Developmental psychology can be instructive for anarchists in comprehending the importance of identity issues, but it can also help anarchists resolve them. The failure of what is sometimes called Identity Politics is that instead of comprehending and offering resolutions, it elaborates on the matrix of identities offered by the very institutions anarchists are in revolt against. It takes the sociological data and uses it for comparisons of privileges, quantities of those effected by one aspect of identity or another, and offers a moral politics meant to establish the correct decision-makers. What psychology could offer instead is a perspective that recognizes the social and psychological consequences of identity, but also a way to consider what it can mean to identify as an anarchist. As individuals in revolt, it’s nice to know that we are each treated differently by the institutions we oppose; but, leaving it there is only useful for asking those institutions to change the way they sort us out and treat us based on those very same identities. That is not liberation, it is an improvement that those institutions could make to better control us. As anarchists, our loyalties are different, our lives are not the lives these institutions want us to live, our liberty is not the liberty offered by voting for representatives and choosing the products we consume but do not have a role in producing. These identities are only so many buttons for authoritarians to push according to where they want us and how they want us.

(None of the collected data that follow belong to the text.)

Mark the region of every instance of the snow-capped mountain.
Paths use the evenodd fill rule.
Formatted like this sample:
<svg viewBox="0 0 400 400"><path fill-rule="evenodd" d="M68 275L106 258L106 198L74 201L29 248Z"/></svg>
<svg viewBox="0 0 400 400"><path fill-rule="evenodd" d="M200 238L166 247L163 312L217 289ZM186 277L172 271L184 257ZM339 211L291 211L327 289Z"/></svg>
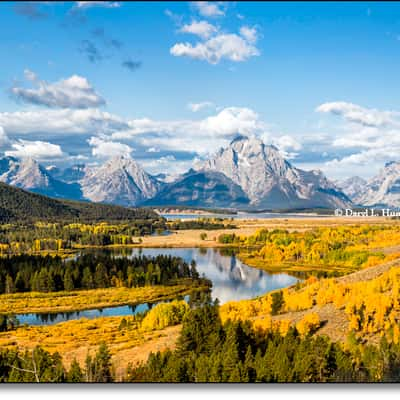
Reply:
<svg viewBox="0 0 400 400"><path fill-rule="evenodd" d="M140 205L239 209L344 207L349 198L321 171L293 167L274 146L239 136L195 170L152 176L129 156L100 166L42 167L33 159L0 159L0 181L52 197Z"/></svg>
<svg viewBox="0 0 400 400"><path fill-rule="evenodd" d="M347 195L354 203L358 204L359 199L367 190L367 181L359 176L353 176L344 181L336 182L336 185Z"/></svg>
<svg viewBox="0 0 400 400"><path fill-rule="evenodd" d="M47 171L32 158L3 157L0 174L2 182L28 190L48 187L50 181Z"/></svg>
<svg viewBox="0 0 400 400"><path fill-rule="evenodd" d="M293 167L274 146L238 136L196 169L217 171L239 185L251 208L343 207L350 200L321 171Z"/></svg>
<svg viewBox="0 0 400 400"><path fill-rule="evenodd" d="M162 185L127 156L113 157L99 167L86 166L79 182L84 198L123 206L155 196Z"/></svg>
<svg viewBox="0 0 400 400"><path fill-rule="evenodd" d="M365 206L400 207L400 162L386 163L384 168L367 182L364 190L355 196L354 202Z"/></svg>
<svg viewBox="0 0 400 400"><path fill-rule="evenodd" d="M79 185L70 185L53 178L33 158L1 158L0 181L51 197L81 198Z"/></svg>

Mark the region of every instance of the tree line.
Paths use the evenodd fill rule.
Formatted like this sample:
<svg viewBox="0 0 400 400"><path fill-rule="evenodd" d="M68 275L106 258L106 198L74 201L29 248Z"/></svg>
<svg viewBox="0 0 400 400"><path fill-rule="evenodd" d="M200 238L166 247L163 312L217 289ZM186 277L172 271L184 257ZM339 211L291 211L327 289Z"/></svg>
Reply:
<svg viewBox="0 0 400 400"><path fill-rule="evenodd" d="M166 228L165 221L138 219L130 223L43 223L0 225L0 255L43 250L63 251L77 246L129 245L138 237Z"/></svg>
<svg viewBox="0 0 400 400"><path fill-rule="evenodd" d="M200 280L196 263L168 255L84 254L67 261L26 254L0 258L0 293L168 285L182 278Z"/></svg>
<svg viewBox="0 0 400 400"><path fill-rule="evenodd" d="M204 229L204 230L217 230L217 229L236 229L237 226L229 223L225 224L222 218L198 218L193 220L175 220L167 222L168 228L171 230L184 230L184 229Z"/></svg>

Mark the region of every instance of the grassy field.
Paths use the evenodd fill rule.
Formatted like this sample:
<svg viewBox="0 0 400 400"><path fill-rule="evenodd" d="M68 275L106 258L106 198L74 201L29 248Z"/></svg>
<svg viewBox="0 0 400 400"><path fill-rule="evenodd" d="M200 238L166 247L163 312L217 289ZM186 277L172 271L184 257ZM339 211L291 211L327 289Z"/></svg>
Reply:
<svg viewBox="0 0 400 400"><path fill-rule="evenodd" d="M230 221L226 221L230 222ZM287 229L288 231L304 231L317 226L335 227L346 225L363 224L395 224L398 223L389 218L273 218L273 219L235 219L233 223L237 229L218 229L212 231L189 229L174 231L169 236L144 236L142 243L132 247L223 247L218 242L218 236L226 233L234 233L237 236L249 236L257 230L265 229ZM206 240L201 240L200 234L206 233ZM227 246L227 245L225 245Z"/></svg>
<svg viewBox="0 0 400 400"><path fill-rule="evenodd" d="M76 290L51 293L14 293L0 296L0 313L52 313L81 311L125 304L153 303L160 300L185 296L193 290L205 287L193 286L190 281L182 281L174 286L146 286L128 289L106 288Z"/></svg>

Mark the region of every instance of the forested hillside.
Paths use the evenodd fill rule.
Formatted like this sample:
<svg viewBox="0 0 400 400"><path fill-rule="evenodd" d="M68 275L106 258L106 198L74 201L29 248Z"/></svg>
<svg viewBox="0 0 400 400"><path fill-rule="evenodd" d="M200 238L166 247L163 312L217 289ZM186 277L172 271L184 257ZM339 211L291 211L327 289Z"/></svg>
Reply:
<svg viewBox="0 0 400 400"><path fill-rule="evenodd" d="M158 219L148 209L55 200L0 183L0 223L40 221L120 221Z"/></svg>

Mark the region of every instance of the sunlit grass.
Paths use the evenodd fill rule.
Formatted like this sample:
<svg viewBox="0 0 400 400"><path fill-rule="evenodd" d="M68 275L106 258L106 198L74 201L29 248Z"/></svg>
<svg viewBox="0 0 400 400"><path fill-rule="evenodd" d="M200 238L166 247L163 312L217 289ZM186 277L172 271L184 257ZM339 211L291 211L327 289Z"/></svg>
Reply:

Anarchist identity doesn’t need to be hegemonic. It doesn’t need to create new idols that provide an easily digestible picture of the Good. It doesn’t need to be filled with prescriptive roles like organizer, activist, street fighter, or worker. There is a deeper and richer life outside of and against such authoritarianism. One in which you become the creator of your own identity, where you decide your own loyalties and your own roles. A life where your own liberties, desires, associations, and satisfactions belong to you or something else that is more important to you than this society (if something like green anarchism is your angle). At the very least, a critique of the identities that authoritarian institutions want you do adopt can inform your choices and empower you to recognize those identities for what they are: the hooks at the end of authority’s fishing poles, baited with status and waiting to reel you in.